Kho Ping Hoo dalam “Suling Emas”

Ini sebuah trik menulis luar biasa, the art of story telling, yang tidak mudah ditebak, namanya dalam teori penulisan kreatif: surprise ending.

Ternyata, dia yang halus dan haus buku, menang dalam pertarungan melawan pendekar jelita Liu Lu Sian dan wajib menurunkan ilmu sastra, juga jurus mautnya yang hanya diguna untuk kebaikan saja. Kutubuku, alias bibliofili pendekar sakti mandraguna itu: Kwee Seng.

Itulah bacaan-bacaan saya. Asmaraman mengajarkan bagaimana membuat metafora, senantiasa ada apa yang disebut “fore shadowing”. Sedemikian rupa, sehingga tokoh atau peristiwa tidak muncul tiba-tiba.

Belakangan, saya mafhum namanya “lanjaran” dalam khasanah penulisan kreatif dan itulah dalam bahasa internasional.

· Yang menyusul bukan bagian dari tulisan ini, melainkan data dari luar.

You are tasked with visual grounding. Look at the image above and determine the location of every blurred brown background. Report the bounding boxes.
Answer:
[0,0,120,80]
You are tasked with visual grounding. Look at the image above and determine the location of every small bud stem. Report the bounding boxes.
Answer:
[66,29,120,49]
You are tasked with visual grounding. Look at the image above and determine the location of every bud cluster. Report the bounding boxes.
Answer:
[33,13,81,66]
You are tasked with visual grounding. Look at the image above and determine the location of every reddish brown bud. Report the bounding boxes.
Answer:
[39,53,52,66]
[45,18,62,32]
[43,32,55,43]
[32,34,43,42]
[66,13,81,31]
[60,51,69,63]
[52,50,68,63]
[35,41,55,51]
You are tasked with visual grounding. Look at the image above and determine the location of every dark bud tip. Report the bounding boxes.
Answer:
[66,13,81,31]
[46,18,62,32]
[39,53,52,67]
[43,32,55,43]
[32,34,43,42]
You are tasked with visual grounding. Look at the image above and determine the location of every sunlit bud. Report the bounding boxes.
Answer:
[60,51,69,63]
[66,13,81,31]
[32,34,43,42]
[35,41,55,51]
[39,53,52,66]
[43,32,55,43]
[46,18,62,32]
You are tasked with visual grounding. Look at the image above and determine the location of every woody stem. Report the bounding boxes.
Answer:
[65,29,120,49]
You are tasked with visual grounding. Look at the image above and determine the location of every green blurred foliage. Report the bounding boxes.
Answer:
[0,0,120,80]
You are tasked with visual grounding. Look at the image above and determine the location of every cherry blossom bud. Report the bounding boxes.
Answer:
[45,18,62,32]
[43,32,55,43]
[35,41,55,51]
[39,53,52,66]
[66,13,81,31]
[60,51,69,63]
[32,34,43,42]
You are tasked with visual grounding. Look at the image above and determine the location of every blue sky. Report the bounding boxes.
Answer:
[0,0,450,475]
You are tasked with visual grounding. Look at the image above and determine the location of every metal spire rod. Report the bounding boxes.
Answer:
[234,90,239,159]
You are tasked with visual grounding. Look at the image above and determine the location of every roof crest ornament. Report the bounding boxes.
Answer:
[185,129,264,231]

Novel klasik mengajarkan bagaimana membuat novel secara kronologis dan tematis. Sedangkan puisi membuat kata jadi hidup dan indah.

Itulah pula apa yang disebut proses kreatif yang oleh Blair (2005) disebut “read and emulate great writings” –membaca dan mengemulasi mahakarya. Kreatif meniru tetapi tidak plagiat atau nyontek.

Kho Ping Hoo, My Idol

Sudah biasa, setiap orang punya idola. Yang saya tahu, bahkan pesepaksola hebat seperti Steven Gerard -dalam autobiogarfinya– menyebut Daglish dan Scholes idolanya.

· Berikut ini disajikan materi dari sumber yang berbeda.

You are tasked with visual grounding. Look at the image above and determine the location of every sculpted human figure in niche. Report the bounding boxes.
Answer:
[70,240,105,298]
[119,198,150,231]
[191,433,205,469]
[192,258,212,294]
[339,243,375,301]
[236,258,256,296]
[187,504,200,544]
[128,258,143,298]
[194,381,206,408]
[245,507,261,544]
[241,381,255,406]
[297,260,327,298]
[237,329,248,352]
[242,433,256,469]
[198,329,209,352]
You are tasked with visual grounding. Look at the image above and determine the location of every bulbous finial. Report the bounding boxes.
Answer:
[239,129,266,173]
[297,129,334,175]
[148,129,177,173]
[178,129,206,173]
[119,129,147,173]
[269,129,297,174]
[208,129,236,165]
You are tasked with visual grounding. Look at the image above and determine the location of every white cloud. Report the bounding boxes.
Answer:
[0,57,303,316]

Never measure the height of a mountain until you have reached the top. Then you will see how low it was.

Siapa penulis idola saya? Di luar negeri, tokoh semiotika dan penulis novel yang kemudian diekranisasikan NAME OF THE ROSE bernama Umberto Ecco. Di Indonesia, Mira Wijaya dan Asmaraman Sukowati Kho Ping Hoo.

Baca Daud Yordan: Dari Ring Tinju Ke Ring Pertarungan Merebut Tiket Anggota DPD Kalimantan Barat

Kho Ping Hoo tercatat pengarang profesional, hanya mengandalkan hidup dan asap dapur dari menulis. Tercatat 111 judul cerita silat ditulisnya yang menapasi kehidupan CV GEMA – Mertokusuman, Solo hingga kini.

Saya pun ingin sperti KPH: menghidupi sebuah studio (diriku dan sanak keluarga) dengan karya-karya kreasiku. “…pada suatu senja, di kala angin pengantar malam tengah sibuk mengatur mega….” sebuah puisi naratif –rasanya aku banget!

Di atas langit ada langit! Saya baru 137 buku dan 4.000 artikel yang sudah dimuat media nasional/ internasional. Tapi KPH telah menulis lebih banyak buku. Ditambah Buku Kehidupan yang menghidupi banyak orang.

Tepatlah “Never measure the height of a mountain until you have reached the top. Then you will see how low it was.”

Jangan sekali-kali mengukur ketinggian sebongkah gunung, sebelum Anda meraih puncaknya.

Begitu kata mustajab dari Dag Hammarskjöld. Pria kelahiran Swedia. Peraih Nobel Perdamaian. Juga Sekjen PBB yang ke-2.

Kata-kata sarat makna. Terutama dalam dunia persilatan.